As with the start of the COVID pandemic, the effect you might be seeing will be an overreaction of the markets coupled with the usual bitterness of losing an election. Instead of cashing out your retirement and all your savings, then, just wait. Chances are things will be back to normal within a few weeks.

 

And what if they don’t? What if we’re truly doomed?

 

Even if the absolute worst POTUS were to win the election, you wouldn’t see the effects quite quickly. Instant karma isn’t much of a thing in politics and economy – while it does happen (it happened just last year in Argentina,) it requires a lot more than heavy dislike of a candidate’s brand of politics. Argentina’s downturn came after the elections were won by a well-known pundit from a political party that is also known for being heavily regulatory and anti-market. That’s not the case in the US.

The markets might go low in the aftermath of the election. And yes, they might take longer than usual to recover – after all, we’re in the middle of a recession. Still, unless the sudden decline becomes a continued one, you shouldn’t fear.

Even if it does, perhaps you shouldn’t fear. Recessions happen, and markets recover. People who held onto their savings and holdings in the aftermath of the housing crisis and 2009 recession saw values go back up soon enough. People who jumped ship, meanwhile, lost everything.

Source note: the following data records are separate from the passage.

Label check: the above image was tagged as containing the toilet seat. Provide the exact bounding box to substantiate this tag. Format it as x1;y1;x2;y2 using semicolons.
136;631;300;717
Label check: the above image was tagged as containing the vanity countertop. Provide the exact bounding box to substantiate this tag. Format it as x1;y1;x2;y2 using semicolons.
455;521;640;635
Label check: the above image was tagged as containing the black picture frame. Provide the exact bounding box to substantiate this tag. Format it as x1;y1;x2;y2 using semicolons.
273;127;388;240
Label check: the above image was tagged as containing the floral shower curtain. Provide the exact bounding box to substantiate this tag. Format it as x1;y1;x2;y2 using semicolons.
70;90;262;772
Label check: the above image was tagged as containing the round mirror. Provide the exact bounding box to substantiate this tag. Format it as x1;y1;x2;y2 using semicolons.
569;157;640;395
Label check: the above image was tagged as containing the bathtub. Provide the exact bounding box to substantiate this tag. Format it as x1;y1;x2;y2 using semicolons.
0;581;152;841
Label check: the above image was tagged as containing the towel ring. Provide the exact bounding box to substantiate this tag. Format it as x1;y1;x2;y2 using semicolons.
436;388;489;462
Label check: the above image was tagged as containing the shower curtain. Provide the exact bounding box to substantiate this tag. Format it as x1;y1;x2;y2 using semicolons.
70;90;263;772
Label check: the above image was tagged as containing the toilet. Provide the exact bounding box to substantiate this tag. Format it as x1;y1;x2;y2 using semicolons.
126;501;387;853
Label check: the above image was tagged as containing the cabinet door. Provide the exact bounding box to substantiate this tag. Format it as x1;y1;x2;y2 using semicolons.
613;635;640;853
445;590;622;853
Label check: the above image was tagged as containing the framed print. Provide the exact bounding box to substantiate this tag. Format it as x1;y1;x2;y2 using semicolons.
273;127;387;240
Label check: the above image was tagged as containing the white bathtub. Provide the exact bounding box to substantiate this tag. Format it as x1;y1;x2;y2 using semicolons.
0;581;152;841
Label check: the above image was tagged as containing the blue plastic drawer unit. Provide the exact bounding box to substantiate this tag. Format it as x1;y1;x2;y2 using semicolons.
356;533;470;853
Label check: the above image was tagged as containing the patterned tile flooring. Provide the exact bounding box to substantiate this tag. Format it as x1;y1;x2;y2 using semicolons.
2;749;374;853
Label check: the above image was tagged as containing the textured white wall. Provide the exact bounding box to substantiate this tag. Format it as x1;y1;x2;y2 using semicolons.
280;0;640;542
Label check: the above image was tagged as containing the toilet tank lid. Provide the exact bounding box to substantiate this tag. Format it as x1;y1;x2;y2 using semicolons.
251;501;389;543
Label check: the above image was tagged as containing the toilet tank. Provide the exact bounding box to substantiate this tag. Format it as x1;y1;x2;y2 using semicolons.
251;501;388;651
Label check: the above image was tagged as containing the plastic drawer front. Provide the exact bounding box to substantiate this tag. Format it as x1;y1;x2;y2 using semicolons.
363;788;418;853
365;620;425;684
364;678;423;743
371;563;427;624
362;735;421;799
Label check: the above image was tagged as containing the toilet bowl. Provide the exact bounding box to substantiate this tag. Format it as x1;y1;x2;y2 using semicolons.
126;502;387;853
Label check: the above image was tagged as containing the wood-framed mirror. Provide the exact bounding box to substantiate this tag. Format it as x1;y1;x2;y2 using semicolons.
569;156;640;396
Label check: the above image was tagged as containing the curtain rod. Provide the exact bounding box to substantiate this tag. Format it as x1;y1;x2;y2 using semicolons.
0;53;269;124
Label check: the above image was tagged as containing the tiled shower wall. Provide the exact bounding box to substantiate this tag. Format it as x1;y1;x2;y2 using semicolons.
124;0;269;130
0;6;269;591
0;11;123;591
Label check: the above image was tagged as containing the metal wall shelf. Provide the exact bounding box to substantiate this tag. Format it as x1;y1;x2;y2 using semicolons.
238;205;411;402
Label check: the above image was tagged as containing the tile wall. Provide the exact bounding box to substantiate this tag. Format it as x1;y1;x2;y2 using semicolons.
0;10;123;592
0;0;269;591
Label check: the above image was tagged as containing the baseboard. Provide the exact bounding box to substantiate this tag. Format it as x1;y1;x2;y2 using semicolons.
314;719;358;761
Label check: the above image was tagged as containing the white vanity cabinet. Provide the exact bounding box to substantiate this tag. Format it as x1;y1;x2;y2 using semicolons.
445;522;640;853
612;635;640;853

There’s a very simple, important teaching to take from this: Whatever you may choose to do in the aftermath of the election, choose wisely. Wait some time, look at the bigger picture. Just as you shouldn’t make decisions when angry, you shouldn’t make decisions right after losing an election. Your judgment will be clouded then.

Instead of jumping the gun, just wait. Time will tell you what the right thing to do is. Don’t move to Canada right away, or destroy your savings, retirement funds, and investments. The country is likely not as doomed as you might think it is.